There are few studies from the Indian subcontinent on estimation of dengue IgM antibodies by single rapid kit using ELISA as gold standard diagnostic test. Moorthy et al. from CMC Vellore evaluated Panbio Dengue Duo Cassette for antidengue IgM antibody detection and reported a sensitivity and specificity of 81% and 75%, respectively.[19] Similarly, Pun et al. from Nepal evaluated Bioline Dengue Duo and reported a sensitivity and specificity of 70% and 76%, respectively; they further concluded that overall performance of the rapid test is poor and other options should be explored for early diagnosis of dengue virus infection.[20] Bioline Dengue Duo kit for antidengue IgM antibody has been evaluated extensively by many workers with conflicting results.

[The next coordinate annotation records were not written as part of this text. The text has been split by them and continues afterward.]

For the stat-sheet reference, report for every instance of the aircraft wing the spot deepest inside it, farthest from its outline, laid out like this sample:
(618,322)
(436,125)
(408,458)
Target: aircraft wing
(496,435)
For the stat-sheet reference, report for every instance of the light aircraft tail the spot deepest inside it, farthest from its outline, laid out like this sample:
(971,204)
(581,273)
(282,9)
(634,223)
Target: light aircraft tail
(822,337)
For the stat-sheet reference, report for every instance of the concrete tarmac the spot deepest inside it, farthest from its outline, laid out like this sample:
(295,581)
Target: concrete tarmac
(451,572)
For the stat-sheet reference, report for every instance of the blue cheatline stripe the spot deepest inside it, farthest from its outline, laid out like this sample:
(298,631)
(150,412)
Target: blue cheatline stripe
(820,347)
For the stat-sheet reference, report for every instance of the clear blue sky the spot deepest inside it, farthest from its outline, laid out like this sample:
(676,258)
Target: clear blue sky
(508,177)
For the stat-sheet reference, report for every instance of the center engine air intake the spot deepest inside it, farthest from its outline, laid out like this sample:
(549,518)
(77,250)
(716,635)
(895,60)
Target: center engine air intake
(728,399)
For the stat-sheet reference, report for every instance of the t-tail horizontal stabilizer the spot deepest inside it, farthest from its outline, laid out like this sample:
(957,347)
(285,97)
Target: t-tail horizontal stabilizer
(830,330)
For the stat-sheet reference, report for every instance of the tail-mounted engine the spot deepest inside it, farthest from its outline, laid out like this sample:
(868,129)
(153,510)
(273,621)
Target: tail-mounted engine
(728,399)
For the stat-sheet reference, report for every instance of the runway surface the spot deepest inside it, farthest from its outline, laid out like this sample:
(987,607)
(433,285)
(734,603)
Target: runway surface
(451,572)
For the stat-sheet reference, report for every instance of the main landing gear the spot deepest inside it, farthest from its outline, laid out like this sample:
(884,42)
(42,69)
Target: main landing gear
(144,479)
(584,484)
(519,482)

Mai et al.[21] from Vietnam reported a sensitivity of 10% and specificity 99%; whereas high sensitivity and specificity of 94% and 92% have been reported by Gan et al. from Singapore.[22] There is no study from India till date to evaluate the diagnostic accuracy of all commonly available commercially available RDTs. Few Indian and foreign studies with similar background are tabulated in Table 3.

The study results differed markedly from the RDT manufacturers' claimed performance characteristics; we conclude that NS1 antigen detection by RDTs is reliable for diagnosis of early acute dengue fever; however, RDTs are unreliable to detect IgM antibodies for diagnosing late acute dengue fever. Accordingly, it is need of the hour to work to develop better RDTs with strict quality control and ELISA should be performed as far as possible for serodiagnosis of acute dengue virus infection.